Et nul n’en voudra à ATT d’avoir promis dans son Programme de développement économique et social (PDES, plan quinquennal qui lui a servi d’argument électoral en 2007) une croissance économique annuelle de 7 %, alors que le PIB ne devrait croître que de quelque 5 % en 2010, contre 4,4 % en 2009. D’ailleurs, malgré les difficultés citées plus haut, la croissance enregistrée par le Mali est la plus forte des quinze pays membres de la Communauté économique des États de l’Afrique de l’Ouest (Cedeao).

« La grâce du développement »

À moins de dix-huit mois de la fin de son second et dernier mandat, le président Touré pourrait s’endormir sur ses lauriers après les travaux accomplis. Il y a bien sûr la transformation de Bamako en capitale moderne, avec ses larges avenues, ses centres commerciaux, sa nouvelle cité administrative, son parc d’attractions et de loisirs, l’élargissement de son réseau de distribution d’eau potable et d’évacuation des eaux usées…

La « grâce du développement », comme le formule Choguel Maïga, président du Mouvement patriotique pour le renouveau (MPR, se réclamant de Moussa Traoré, renversé par ATT en mars 1991), touche, outre le district de Bamako, les huit régions du pays.

De la sablonneuse Nioro du Sahel à la populeuse Sikasso, de Ménaka à Kéniéba, aucune partie de l’immense Mali (plus de deux fois la superficie de la France) n’a été oubliée par l’opération développement tous azimuts. Les chantiers sont partout, et même les ruraux ont pris l’habitude de se mouvoir au milieu de gros engins de travaux publics. Les capacités de production énergétique ont été triplées, passant de 200 à 600 mégawatts, le taux d’électrification est passé de 21 % en 2002 à 28 % en 2010.

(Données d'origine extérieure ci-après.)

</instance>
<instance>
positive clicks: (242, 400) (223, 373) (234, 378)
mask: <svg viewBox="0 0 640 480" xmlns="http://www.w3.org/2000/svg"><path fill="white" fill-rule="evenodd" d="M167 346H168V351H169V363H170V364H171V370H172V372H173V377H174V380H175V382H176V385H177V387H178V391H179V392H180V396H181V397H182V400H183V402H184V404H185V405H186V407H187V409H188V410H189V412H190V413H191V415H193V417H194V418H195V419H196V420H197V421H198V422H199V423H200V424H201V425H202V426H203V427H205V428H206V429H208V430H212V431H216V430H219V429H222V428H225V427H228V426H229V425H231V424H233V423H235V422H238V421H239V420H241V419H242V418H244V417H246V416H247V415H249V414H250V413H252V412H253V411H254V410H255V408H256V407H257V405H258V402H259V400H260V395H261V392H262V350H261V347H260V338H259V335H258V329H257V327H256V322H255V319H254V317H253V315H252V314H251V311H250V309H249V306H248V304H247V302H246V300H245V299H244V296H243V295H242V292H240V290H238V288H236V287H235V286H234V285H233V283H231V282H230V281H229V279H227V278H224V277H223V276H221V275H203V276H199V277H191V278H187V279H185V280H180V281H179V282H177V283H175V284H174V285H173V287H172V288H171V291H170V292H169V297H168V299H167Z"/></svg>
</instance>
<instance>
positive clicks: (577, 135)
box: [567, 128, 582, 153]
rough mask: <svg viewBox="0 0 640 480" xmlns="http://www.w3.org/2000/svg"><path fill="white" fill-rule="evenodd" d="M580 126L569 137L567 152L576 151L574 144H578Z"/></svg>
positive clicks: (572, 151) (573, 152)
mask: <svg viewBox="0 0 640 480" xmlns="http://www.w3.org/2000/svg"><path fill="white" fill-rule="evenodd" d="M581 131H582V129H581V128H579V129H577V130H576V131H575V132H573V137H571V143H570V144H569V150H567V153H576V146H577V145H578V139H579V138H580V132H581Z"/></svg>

Les villages les plus reculés sont aujourd’hui desservis par des routes bitumées, pour les plus chanceux, ou par des pistes en latérite. Du coup, la production agricole, dynamisée par un nouveau cadre juridique, accède bien plus facilement aux milliers de marchés du pays, où elle s’écoule grâce à des circuits de commercialisation devenus fluides.

Révision constitutionnelle pour la bonne cause

Mais ces performances économiques semblent insuffisantes aux yeux d’ATT et face à son ambition pour le pays. Son credo, pour le temps qu’il lui reste à passer au palais de Koulouba, est de « consolider le socle démocratique pour mieux asseoir le développement économique ». Ainsi, il a chargé Daba Diawara, ancien ministre de la Fonction publique, de piloter le Comité d’appui aux réformes institutionnelles (Cari), avec pour objectif de dépoussiérer les textes fondamentaux, dont la Constitution de février 1992.

Pas question de revoir son article 30, qui limite à deux le nombre de mandats présidentiels et l’empêche de se représenter en 2012. En revanche, la pyramide institutionnelle devrait être revue, avec l’introduction d’une chambre haute (Sénat) au sein du Parlement, la création d’une Cour des comptes afin de rationaliser la dépense publique, et une meilleure répartition des compétences et attributions entre l’exécutif, le législatif et le judiciaire.

Autre défi inscrit à l’agenda politique de 2011 : le code de la personne et de la famille – adopté l’an dernier, mais resté non promulgué compte tenu du tollé et des nombreuses manifestations qu’il avait provoqués. La confrontation entre modernistes et conservateurs autour de ce projet de loi aurait pu amener ATT à passer la patate chaude à son successeur. Mais cela ne lui ressemble pas. *

« Je mènerai à son terme cette bataille, car il y va de l’avenir du Mali », affirme-t-il sur un ton déterminé. ATT va donc quitter Koulouba en laissant au pays de nombreuses réalisations économiques, certes. Il devra aussi lui faire adopter une nouvelle Constitution et un code de la personne et de la famille.